Andy Penman

Personal information
- Date of birth: 20 February 1943
- Place of birth: Rosyth, Fife, Scotland
- Date of death: 19 July 1994 (aged 51)
- Position(s): Midfielder

Senior career*
- Years: Team / Apps / (Gls)
- 1958: Everton / 0 / (0)
- 1958–1967: Dundee / 215 / (100)
- 1967–1973: Rangers / 101 / (36)
- 1973–1976: Arbroath / 79 / (10)
- 1976–1979: Inverness Caledonian
- Total:  / 395 / (146)

International career
- 1960–1965: Scotland U23 / 4 / (0)
- 1961: SFL trial v SFA / 1 / (0)
- 1960–1967: Scottish League XI / 6 / (3)
- 1966–1967: Scotland / 4 / (0)

= Andy Penman =

Scottish footballer (1943–1994)

Andy Penman (20 February 1943 – 19 July 1994) was a Scottish professional footballer who played as a midfielder for Dundee, Rangers and Arbroath. Penman helped Dundee win the Scottish league championship in 1962. He made four appearances in full internationals for Scotland.

==Career==
Penman started his career at Everton in 1958 as a 15 year old. He played for the Everton first team twice, against Liverpool in a Floodlit Challenge Trophy match and against a touring South African team. He returned to Scotland later that year with Dundee, and made his first league appearance just before his 16th birthday. Penman was part of the Dundee team that won the Scottish league championship in 1962, and reached the semi-final of the 1962–63 European Cup. He moved to Rangers in 1967 and played there for five seasons. Penman played in two Scottish Cup Finals for Rangers, both of which were lost to Celtic. He left Rangers in 1973 and joined Arbroath. Penman then played for Inverness Caledonian in the Highland League before retiring in 1979.
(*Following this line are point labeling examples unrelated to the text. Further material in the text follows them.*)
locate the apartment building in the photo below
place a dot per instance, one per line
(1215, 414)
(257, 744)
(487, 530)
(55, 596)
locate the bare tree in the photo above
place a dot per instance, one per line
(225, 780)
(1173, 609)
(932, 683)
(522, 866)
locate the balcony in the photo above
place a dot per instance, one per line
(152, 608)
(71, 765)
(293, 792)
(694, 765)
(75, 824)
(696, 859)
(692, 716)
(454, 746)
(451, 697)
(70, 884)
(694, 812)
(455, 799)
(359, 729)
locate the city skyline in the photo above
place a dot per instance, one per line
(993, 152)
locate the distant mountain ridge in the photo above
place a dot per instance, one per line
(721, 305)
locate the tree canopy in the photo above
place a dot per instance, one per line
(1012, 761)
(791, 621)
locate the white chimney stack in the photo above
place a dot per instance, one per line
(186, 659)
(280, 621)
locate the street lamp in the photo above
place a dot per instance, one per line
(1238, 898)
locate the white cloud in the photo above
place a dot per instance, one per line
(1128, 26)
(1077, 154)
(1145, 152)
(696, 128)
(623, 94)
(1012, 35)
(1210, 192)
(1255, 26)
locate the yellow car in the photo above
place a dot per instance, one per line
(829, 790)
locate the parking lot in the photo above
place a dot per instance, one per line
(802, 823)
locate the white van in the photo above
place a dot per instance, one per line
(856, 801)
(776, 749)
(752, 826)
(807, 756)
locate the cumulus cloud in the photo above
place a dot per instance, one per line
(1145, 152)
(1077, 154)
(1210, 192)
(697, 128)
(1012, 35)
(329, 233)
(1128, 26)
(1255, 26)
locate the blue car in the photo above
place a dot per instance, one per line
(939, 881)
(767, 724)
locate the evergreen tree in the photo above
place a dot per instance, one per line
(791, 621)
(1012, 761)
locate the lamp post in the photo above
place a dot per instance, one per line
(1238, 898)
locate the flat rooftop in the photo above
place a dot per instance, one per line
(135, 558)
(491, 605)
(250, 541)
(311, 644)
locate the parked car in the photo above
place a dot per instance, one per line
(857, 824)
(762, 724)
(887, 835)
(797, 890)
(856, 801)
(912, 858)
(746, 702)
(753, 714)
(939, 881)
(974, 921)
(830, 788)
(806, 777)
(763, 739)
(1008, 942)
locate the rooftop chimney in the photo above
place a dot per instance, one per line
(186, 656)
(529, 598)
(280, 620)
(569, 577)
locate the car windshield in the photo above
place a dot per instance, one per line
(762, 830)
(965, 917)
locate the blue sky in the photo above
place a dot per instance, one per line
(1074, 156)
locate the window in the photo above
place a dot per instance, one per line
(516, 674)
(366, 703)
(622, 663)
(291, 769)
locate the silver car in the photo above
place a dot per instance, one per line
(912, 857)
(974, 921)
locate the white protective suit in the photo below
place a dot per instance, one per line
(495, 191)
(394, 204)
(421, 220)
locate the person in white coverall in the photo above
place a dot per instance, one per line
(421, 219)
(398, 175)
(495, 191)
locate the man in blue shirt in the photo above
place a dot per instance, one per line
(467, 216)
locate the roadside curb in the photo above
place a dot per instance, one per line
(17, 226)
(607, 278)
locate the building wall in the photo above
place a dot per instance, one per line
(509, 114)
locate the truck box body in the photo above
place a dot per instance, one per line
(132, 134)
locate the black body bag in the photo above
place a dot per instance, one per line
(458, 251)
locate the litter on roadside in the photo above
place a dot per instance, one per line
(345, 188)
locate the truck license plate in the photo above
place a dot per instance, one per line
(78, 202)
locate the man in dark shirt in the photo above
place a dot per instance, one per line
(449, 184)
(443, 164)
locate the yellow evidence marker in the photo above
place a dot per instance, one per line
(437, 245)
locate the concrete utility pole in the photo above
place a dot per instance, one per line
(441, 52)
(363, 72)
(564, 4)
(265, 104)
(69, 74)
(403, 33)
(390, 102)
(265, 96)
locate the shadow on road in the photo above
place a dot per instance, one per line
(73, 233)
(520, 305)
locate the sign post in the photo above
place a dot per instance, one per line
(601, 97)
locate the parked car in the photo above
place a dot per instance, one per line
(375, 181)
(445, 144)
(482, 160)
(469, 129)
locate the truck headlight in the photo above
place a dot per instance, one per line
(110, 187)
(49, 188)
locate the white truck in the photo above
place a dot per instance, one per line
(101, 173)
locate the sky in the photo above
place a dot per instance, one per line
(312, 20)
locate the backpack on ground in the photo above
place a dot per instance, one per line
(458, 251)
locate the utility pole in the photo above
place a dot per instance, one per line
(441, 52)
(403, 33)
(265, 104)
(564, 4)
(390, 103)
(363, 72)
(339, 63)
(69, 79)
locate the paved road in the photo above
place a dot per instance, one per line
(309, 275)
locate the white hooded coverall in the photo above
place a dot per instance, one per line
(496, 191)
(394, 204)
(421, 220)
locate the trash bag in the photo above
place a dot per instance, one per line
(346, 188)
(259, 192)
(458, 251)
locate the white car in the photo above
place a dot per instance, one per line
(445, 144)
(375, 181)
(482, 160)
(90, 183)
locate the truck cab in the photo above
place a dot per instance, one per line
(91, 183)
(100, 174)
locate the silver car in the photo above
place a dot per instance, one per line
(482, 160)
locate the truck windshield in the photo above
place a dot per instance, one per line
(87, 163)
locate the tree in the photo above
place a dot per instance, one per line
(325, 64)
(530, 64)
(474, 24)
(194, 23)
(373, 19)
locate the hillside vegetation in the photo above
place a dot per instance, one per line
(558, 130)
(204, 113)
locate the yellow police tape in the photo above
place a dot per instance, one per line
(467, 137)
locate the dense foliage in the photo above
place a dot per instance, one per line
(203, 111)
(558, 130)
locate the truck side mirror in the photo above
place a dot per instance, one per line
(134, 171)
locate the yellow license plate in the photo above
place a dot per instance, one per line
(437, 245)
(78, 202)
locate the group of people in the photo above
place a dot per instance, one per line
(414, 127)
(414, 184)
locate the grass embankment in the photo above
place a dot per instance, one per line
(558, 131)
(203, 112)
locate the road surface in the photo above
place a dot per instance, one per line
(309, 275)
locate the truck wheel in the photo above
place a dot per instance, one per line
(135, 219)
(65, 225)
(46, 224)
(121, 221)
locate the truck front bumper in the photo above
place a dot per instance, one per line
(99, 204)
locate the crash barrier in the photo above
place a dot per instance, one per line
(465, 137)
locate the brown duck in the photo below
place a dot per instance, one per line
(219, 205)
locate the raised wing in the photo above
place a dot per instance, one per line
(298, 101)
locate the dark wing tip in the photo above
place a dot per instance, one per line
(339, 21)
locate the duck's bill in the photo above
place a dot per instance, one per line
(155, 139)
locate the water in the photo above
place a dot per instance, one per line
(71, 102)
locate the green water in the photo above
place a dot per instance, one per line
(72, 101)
Penman made his debut international appearance for Scotland in a 3–0 defeat to the Netherlands on 11 May 1966. He made three further appearances during a 1967 overseas tour that the Scottish Football Association decided in October 2021 to reclassify as full internationals, which increased Penman's cap tally from one to four. He also represented the Scottish League XI six times.

==Legacy==
Penman died in 1994, at the age of 51. There is a lounge at Dundee's Dens Park named in his honour.